Listen — we all know that gooey, sweet chocolate syrup is very delicious. But nutritious? Now that is a bold claim, and one the Food and Drug Administration is warning Hershey’s not to make on its labels. It told the company in a warning letter that it can’t just go around calling things fortified and such just to make its syrup seem healthy.

The letter was dated on February 14 (otherwise known as the day lots of people secure promises of eternal love with gifts of chocolate) but was just released to the public this week. In it, the FDA calls out Hershey’s for labels on its Syrup+Calcium and Syrup Sugar Free with Vitamin and Mineral Fortifications, saying those products don’t meet regulatory guidelines.

Basically using the terms “plus” and “fortification” on the labels to make the products seem kinda healthy can’t be used here, because the actual nutritional content of the syrups isn’t enough to carry that claim off.
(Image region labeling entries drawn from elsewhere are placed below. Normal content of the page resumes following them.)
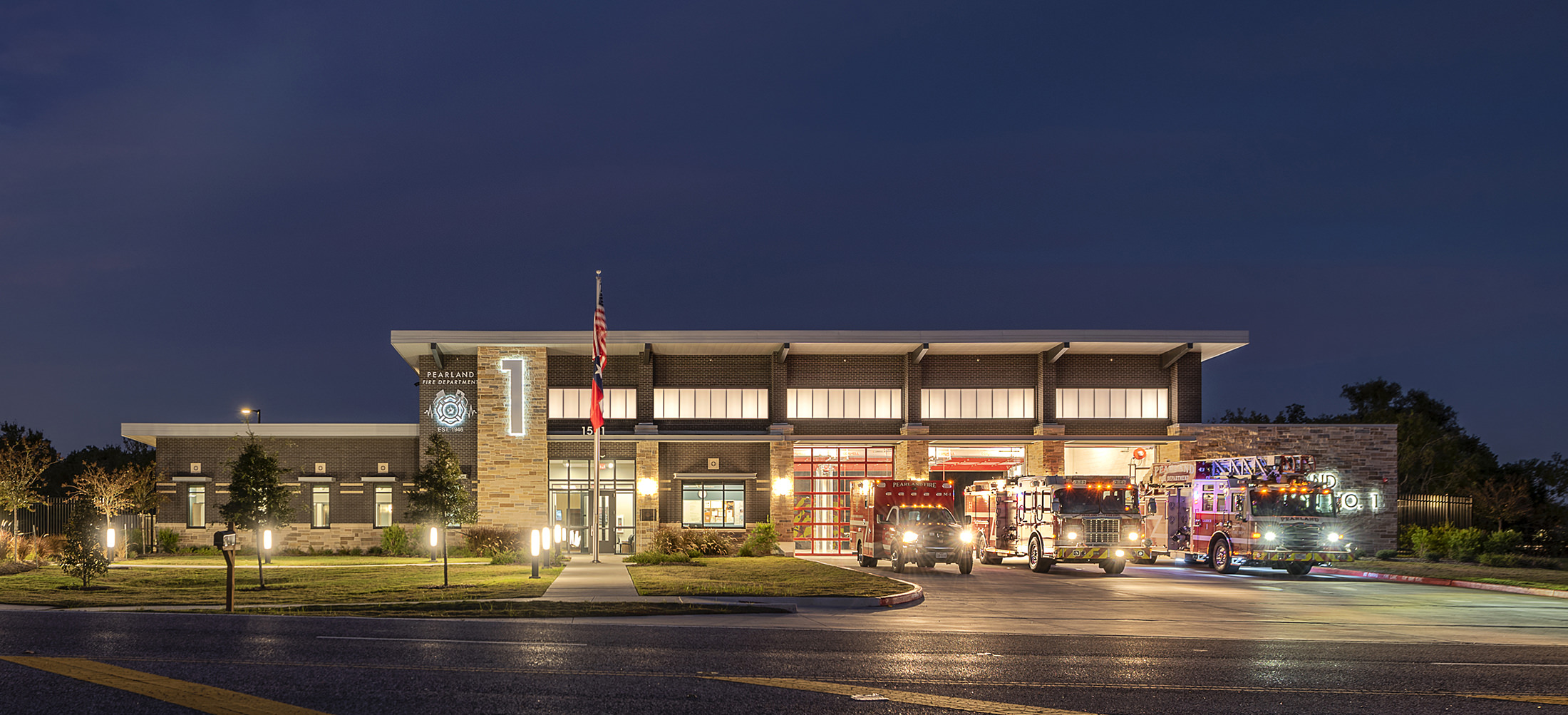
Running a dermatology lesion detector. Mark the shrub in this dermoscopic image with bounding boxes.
[622,550,691,565]
[152,528,180,553]
[1480,553,1520,569]
[453,527,522,557]
[648,527,685,553]
[1520,557,1563,571]
[381,524,414,557]
[740,522,779,557]
[1485,528,1524,553]
[1449,528,1490,561]
[491,550,528,566]
[60,508,108,588]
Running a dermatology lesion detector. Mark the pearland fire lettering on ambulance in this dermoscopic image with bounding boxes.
[850,480,974,574]
[964,475,1151,574]
[1145,455,1355,575]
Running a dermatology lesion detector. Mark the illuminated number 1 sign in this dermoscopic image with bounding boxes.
[500,358,528,434]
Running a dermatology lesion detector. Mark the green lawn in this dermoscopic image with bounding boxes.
[215,600,789,618]
[0,557,562,608]
[1334,558,1568,591]
[115,553,489,569]
[627,557,909,596]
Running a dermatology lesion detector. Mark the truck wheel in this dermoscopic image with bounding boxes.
[1209,540,1242,574]
[855,541,877,569]
[1028,536,1051,574]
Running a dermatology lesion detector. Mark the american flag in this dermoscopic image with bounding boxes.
[588,281,610,433]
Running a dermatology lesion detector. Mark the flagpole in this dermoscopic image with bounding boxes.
[588,272,604,563]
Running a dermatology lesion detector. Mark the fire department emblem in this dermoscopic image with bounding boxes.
[430,391,473,431]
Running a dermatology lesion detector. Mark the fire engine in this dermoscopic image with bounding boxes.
[1145,455,1355,575]
[964,475,1151,574]
[850,480,974,574]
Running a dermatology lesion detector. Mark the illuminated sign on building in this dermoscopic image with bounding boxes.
[500,358,528,434]
[428,391,473,431]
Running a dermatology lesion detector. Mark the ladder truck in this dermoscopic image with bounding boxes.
[1143,455,1355,575]
[964,475,1151,574]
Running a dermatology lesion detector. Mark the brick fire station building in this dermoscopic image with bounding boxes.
[120,331,1397,553]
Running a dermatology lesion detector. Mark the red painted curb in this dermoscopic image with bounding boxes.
[1312,566,1568,599]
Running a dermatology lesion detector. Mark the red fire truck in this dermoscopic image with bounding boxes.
[1145,455,1355,575]
[850,480,974,574]
[964,475,1152,574]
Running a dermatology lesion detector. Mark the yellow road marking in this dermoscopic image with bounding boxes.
[0,655,326,715]
[704,676,1095,715]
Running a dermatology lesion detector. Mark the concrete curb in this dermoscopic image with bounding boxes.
[1312,566,1568,599]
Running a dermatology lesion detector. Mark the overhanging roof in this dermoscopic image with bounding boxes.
[392,331,1248,370]
[119,422,418,447]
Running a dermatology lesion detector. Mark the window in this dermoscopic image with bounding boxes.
[376,486,392,528]
[311,486,332,528]
[654,387,768,420]
[1057,387,1170,420]
[785,387,903,420]
[185,486,207,528]
[681,481,746,528]
[550,387,636,420]
[920,387,1035,420]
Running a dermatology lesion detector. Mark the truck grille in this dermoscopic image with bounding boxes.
[1279,524,1322,550]
[1083,519,1121,545]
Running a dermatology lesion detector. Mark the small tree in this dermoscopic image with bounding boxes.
[0,422,60,561]
[218,434,293,588]
[408,434,480,588]
[71,464,136,558]
[60,502,108,588]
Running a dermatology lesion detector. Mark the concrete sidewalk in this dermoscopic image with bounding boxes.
[540,553,636,600]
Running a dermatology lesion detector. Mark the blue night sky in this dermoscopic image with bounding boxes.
[0,1,1568,459]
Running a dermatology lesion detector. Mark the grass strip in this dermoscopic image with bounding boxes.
[627,557,909,597]
[187,600,789,618]
[1334,560,1568,591]
[0,563,562,608]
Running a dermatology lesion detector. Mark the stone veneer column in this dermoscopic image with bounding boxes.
[892,425,932,480]
[1024,425,1068,475]
[636,439,661,552]
[478,345,549,528]
[768,442,795,555]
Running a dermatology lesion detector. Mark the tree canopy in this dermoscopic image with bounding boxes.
[218,434,293,530]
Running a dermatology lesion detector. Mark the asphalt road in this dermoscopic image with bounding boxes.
[0,566,1568,715]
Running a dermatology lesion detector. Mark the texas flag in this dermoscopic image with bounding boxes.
[588,285,610,434]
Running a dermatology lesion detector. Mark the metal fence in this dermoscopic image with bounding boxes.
[1398,494,1471,528]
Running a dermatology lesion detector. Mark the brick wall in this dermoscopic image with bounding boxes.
[659,442,773,525]
[477,345,549,528]
[1160,423,1398,552]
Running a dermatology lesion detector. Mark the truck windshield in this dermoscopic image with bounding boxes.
[903,508,958,524]
[1057,489,1138,514]
[1252,489,1334,516]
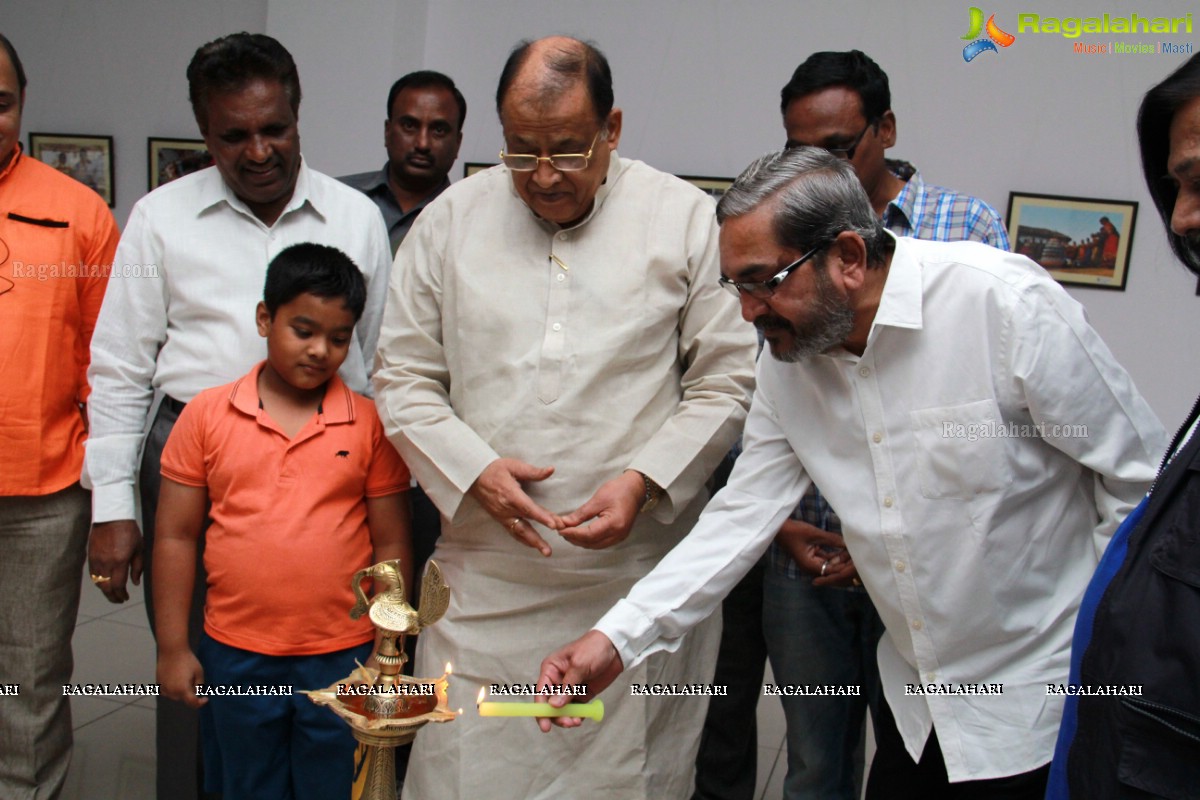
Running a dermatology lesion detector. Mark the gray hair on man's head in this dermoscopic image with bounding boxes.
[716,148,893,266]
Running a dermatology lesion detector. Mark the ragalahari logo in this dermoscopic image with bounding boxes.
[961,6,1016,61]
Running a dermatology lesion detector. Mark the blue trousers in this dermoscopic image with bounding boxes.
[762,564,883,800]
[197,634,371,800]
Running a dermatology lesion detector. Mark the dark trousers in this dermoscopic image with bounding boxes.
[866,700,1050,800]
[691,560,767,800]
[0,483,91,800]
[138,397,214,800]
[197,636,371,800]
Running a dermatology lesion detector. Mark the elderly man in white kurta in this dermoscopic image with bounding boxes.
[374,38,755,800]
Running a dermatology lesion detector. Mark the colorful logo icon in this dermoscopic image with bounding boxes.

If a product is going to be labeled as such, the FDA says the amount of vitamins and minerals in it must be at least 10% of the referenced daily intake.

Hershey says it’s already resolved the matter, and that one product has now been renamed Syrup with Calcium while the other simply dropped the word “fortification.”

So you can keep on squirting that chocolate syrup directly into your mouth, but insisting “Lay off me, I’m just getting my vitamins” isn’t going to fly anymore.